Weirdly, on this diving day, as I briefly hovered above the silty seafloor at about 60 feet deep, floating in the water before me was a tangled, gelatinous strand. Could it be a tentacle somehow lost by a jelly animal? I captured some images with hopes of figuring it out in front of my laptop. 

It doesn’t look like there’s much of a connection to us but each individual cell that makes up this colonial radiolarian, Solenosphaera collina, has the same complex organelles as those found in our own cells. c. 2019

Back on land, someone from my cnidarian Internet group comes to my aid, shedding light on the opaque, gooey-looking noodle. It turns out I’ve eyed a really rad radiolarian, a protozoan that resides in the kingdom Protista. Protists are living beings that don’t fully fit the definition of animal, plant, fungus, or bacterium. The radiolarian in question is the colonial polycystine radiolarian Solenosphaera collina,  a mouthful to pronounce. For readability, let’s call it as I see it: the pretzel radiolarian.  
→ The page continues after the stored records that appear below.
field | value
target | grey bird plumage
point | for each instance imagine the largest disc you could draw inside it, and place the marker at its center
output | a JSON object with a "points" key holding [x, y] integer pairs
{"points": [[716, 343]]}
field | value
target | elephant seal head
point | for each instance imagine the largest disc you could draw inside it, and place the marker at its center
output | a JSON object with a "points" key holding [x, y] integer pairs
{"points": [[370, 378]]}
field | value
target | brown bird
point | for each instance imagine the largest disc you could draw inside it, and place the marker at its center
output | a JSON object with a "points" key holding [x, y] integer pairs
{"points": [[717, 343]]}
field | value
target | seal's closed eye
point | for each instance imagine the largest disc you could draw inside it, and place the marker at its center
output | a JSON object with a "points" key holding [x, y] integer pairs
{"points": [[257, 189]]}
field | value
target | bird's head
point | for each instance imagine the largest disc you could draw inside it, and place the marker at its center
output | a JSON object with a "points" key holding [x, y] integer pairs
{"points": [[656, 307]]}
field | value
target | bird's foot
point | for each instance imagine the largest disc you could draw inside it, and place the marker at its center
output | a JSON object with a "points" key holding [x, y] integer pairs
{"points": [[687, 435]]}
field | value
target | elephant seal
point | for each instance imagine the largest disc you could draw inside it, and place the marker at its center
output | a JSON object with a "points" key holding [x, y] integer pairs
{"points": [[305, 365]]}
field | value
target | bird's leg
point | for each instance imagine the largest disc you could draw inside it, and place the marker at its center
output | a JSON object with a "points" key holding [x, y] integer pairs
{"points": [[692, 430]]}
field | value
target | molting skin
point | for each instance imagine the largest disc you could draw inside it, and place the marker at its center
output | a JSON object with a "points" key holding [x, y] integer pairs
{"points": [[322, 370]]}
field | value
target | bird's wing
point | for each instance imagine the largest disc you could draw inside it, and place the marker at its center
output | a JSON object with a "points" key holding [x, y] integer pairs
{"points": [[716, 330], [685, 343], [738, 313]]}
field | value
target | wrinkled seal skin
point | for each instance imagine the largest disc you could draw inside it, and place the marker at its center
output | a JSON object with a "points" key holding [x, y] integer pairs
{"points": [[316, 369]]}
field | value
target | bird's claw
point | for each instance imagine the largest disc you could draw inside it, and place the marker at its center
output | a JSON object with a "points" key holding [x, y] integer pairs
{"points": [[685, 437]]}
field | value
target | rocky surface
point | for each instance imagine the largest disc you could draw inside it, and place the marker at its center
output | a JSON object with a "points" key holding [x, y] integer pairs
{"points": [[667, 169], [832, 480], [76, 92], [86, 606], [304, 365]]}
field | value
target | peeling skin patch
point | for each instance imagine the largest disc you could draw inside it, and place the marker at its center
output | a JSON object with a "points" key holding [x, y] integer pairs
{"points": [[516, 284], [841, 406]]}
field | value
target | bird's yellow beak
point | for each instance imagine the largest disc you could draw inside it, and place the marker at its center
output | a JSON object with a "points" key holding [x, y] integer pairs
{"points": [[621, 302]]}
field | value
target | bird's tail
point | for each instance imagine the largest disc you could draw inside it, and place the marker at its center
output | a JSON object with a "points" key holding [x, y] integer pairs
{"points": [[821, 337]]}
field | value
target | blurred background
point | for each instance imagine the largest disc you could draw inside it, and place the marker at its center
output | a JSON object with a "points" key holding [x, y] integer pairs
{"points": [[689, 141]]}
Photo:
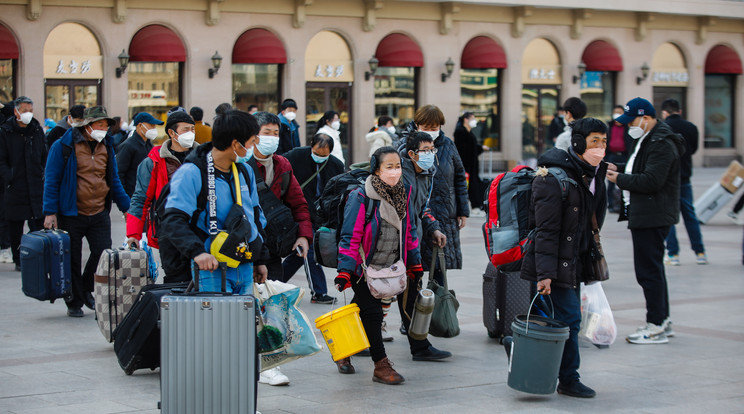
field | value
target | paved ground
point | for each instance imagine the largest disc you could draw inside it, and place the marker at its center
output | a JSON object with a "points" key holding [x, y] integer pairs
{"points": [[50, 363]]}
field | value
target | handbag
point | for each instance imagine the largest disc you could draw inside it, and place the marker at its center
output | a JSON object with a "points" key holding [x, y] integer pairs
{"points": [[387, 282], [444, 323], [600, 270]]}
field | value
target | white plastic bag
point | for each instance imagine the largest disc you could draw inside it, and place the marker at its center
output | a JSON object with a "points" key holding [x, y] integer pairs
{"points": [[597, 322]]}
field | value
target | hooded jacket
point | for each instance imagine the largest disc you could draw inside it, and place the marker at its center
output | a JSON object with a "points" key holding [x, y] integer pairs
{"points": [[655, 180], [23, 156], [560, 249]]}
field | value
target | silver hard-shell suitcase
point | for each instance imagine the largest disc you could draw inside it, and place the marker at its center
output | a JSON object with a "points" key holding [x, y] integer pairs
{"points": [[208, 353]]}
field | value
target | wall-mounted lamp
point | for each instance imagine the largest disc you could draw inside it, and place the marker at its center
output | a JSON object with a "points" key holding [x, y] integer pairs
{"points": [[582, 71], [644, 71], [373, 63], [216, 63], [123, 63], [450, 66]]}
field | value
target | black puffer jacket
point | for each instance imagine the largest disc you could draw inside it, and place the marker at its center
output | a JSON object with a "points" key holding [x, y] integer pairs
{"points": [[654, 183], [562, 243], [23, 156]]}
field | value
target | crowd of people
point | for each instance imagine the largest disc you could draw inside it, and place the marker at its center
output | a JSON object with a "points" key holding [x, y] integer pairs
{"points": [[201, 197]]}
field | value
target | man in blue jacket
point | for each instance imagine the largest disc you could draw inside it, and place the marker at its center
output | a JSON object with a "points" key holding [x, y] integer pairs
{"points": [[81, 179]]}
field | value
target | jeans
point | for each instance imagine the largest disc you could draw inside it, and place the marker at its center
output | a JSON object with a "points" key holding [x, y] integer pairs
{"points": [[293, 263], [97, 230], [567, 305], [648, 256], [691, 224]]}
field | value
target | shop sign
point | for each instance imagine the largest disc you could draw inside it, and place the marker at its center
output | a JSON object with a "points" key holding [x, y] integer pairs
{"points": [[73, 67]]}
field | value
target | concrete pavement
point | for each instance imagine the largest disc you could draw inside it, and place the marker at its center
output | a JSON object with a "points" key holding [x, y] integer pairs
{"points": [[50, 363]]}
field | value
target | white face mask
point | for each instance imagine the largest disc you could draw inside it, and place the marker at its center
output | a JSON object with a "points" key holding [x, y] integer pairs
{"points": [[186, 139]]}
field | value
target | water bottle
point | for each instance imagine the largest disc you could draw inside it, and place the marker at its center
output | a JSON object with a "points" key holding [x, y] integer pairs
{"points": [[422, 309]]}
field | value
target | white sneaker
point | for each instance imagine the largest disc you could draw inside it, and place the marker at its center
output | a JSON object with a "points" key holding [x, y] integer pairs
{"points": [[6, 256], [273, 377], [667, 325], [649, 334]]}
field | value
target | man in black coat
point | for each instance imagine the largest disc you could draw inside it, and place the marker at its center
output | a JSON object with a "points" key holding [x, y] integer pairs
{"points": [[560, 257], [650, 185], [131, 152], [23, 155], [688, 131]]}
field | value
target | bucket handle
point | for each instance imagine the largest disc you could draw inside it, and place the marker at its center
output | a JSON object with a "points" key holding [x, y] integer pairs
{"points": [[552, 309]]}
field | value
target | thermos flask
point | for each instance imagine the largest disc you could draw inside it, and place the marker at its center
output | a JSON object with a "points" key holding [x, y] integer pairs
{"points": [[421, 317]]}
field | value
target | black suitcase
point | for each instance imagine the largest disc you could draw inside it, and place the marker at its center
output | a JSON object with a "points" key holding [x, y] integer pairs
{"points": [[137, 337], [505, 295]]}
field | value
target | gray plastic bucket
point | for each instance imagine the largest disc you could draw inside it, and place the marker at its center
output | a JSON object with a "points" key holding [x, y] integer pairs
{"points": [[536, 353]]}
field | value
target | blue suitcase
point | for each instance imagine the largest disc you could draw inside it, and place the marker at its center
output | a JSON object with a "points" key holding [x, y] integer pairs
{"points": [[45, 265]]}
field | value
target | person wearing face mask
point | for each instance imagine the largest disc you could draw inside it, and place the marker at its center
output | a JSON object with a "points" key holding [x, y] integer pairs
{"points": [[618, 143], [73, 119], [650, 181], [153, 173], [313, 166], [388, 237], [23, 156], [469, 150], [563, 242], [81, 181], [330, 124], [289, 130], [189, 212], [131, 152]]}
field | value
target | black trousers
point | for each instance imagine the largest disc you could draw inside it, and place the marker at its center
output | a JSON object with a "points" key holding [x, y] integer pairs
{"points": [[97, 231], [648, 260], [15, 229]]}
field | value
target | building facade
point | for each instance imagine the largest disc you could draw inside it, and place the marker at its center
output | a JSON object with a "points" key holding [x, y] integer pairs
{"points": [[510, 62]]}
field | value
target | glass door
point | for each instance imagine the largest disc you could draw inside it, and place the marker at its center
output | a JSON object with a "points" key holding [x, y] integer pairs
{"points": [[326, 96]]}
There isn’t a flood of information about this specific genus and species of radiolarian but know that although it is jellylike on the outside, it has a hard, internal skeleton made of silica. Individually, you’d need a microscope to suss out each single-celled S. collina but because it is a colonial critter (many individuals living together as one), the pretzel was easily visible at about 2 inches across. 
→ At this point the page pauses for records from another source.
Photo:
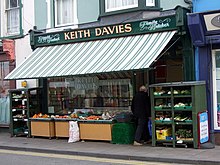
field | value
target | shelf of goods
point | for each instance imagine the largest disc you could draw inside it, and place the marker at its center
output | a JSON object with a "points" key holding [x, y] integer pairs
{"points": [[175, 108], [43, 127], [23, 103]]}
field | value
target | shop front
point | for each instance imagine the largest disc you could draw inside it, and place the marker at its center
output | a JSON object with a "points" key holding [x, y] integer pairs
{"points": [[205, 32], [97, 70]]}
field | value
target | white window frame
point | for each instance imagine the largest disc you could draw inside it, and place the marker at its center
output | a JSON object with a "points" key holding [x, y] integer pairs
{"points": [[13, 20], [119, 6], [73, 12], [214, 73], [150, 3]]}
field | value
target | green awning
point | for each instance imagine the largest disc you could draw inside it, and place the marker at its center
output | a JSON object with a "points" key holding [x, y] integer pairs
{"points": [[108, 55]]}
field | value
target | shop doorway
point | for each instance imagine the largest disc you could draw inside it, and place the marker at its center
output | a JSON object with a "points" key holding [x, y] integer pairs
{"points": [[216, 87]]}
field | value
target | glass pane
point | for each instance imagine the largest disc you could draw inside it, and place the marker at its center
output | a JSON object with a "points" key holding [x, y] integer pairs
{"points": [[217, 59], [13, 21], [150, 2], [13, 3], [68, 94], [65, 14], [112, 5]]}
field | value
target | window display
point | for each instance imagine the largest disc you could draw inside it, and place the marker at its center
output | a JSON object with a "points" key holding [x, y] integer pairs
{"points": [[67, 94]]}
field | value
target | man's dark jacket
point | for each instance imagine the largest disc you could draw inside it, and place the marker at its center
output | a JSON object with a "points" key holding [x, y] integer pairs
{"points": [[140, 106]]}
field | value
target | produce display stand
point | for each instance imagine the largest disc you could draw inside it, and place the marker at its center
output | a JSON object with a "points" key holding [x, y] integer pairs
{"points": [[95, 130], [43, 127], [174, 109], [62, 127]]}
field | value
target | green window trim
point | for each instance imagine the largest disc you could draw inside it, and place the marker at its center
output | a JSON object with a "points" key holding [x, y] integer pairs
{"points": [[141, 7]]}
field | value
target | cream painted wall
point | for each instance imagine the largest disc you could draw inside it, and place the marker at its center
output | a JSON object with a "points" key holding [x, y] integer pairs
{"points": [[170, 4]]}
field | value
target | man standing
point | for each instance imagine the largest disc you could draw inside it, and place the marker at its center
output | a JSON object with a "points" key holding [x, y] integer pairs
{"points": [[141, 109]]}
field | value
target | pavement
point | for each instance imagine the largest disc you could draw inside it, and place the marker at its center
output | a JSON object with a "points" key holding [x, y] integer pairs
{"points": [[108, 150]]}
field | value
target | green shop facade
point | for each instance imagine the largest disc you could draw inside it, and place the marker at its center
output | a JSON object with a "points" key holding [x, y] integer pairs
{"points": [[77, 67]]}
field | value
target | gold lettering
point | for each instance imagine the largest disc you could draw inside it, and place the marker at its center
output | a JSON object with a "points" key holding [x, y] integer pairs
{"points": [[80, 33], [66, 36], [111, 30], [116, 29], [128, 28], [72, 35], [76, 34], [86, 33], [98, 31], [105, 31]]}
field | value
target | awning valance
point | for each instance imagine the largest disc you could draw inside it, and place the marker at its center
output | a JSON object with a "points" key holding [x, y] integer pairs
{"points": [[115, 54]]}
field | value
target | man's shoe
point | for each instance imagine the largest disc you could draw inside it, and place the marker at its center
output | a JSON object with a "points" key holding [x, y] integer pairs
{"points": [[137, 144]]}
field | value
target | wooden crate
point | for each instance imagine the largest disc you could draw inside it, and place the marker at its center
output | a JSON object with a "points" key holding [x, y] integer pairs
{"points": [[43, 128], [62, 128], [95, 131]]}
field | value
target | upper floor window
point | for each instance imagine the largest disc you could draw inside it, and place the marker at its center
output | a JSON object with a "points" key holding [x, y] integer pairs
{"points": [[150, 2], [65, 12], [13, 16], [113, 5]]}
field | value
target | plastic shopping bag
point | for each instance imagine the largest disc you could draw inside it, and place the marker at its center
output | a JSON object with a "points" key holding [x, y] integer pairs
{"points": [[73, 132]]}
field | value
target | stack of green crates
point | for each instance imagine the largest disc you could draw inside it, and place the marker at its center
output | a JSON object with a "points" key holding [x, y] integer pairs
{"points": [[123, 133]]}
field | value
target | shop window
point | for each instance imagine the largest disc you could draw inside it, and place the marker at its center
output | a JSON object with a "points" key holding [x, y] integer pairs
{"points": [[65, 12], [150, 2], [13, 16], [216, 87], [113, 5]]}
All radiolaria are devoutly open-ocean planktonic species so it’s no wonder I’ve never before seen one in my decades of diving, which is not to say others may have enjoyed a rare nearshore sighting in La Jolla’s submarine canyon. Some radiolarian species occur to the deepest depths but the pretzel claims the shallower layer where it is found in the nutrient-rich, sunlit waters of the California Current. In general, radiolaria are greatest in number and diversity in warm waters near the equator; after then, they decline with increasing latitude. 
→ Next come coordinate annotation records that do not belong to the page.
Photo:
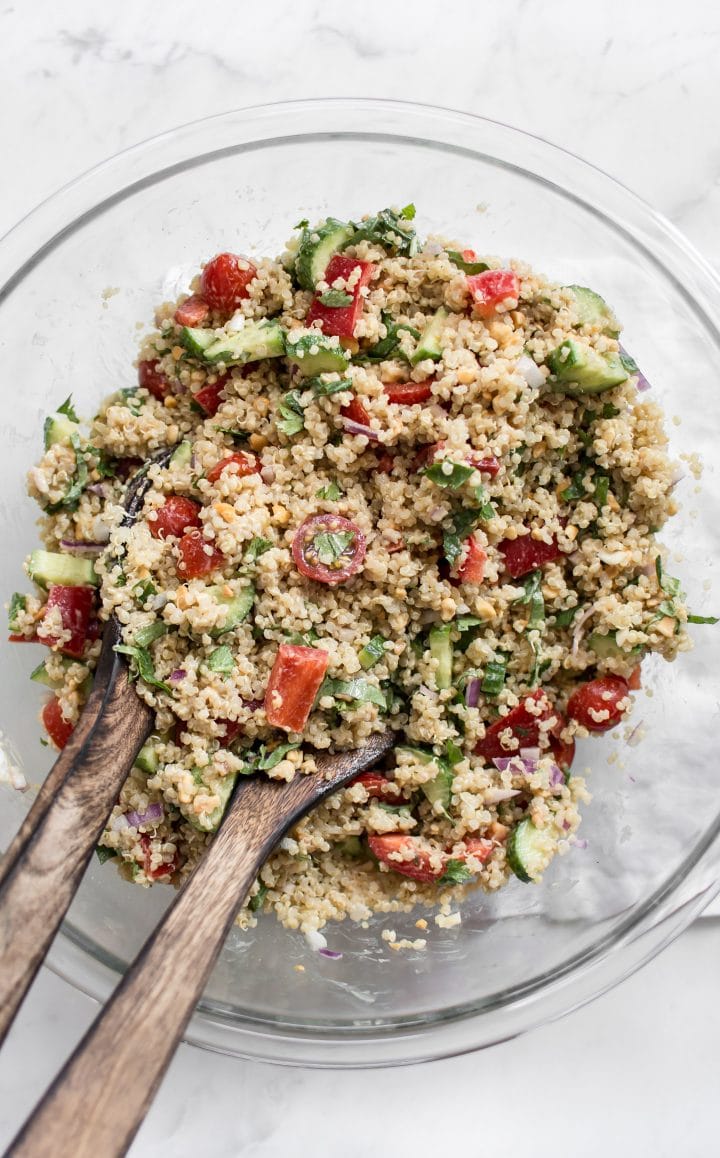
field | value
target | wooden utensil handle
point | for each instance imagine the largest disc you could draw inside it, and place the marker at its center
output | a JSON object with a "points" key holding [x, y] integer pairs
{"points": [[98, 1100], [46, 859]]}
Mentioning “sunlit” waters is no afterthought as biologists have found dinoflagellates, tiny photosynthesizing plankton, taking up residence in the pretzel. It is a good situation for both in that the dinoflagellate guest gains an ideal living environment within the pretzel host’s cell. Here, the photosynthesizer makes food for itself from the most basic of ingredients (carbon dioxide, trace nutrients, and sunlight), which the pretzel cannot do. Fortunately, the symbiotic dinoflagellate churns out more simple carbohydrates than it needs, and these are absorbed by the pretzel host for sustenance. The pretzel may also use other means to capture food for itself, possibly by having tinier plankton prey like copepods bungle into the pretzel’s sticky outer layer. 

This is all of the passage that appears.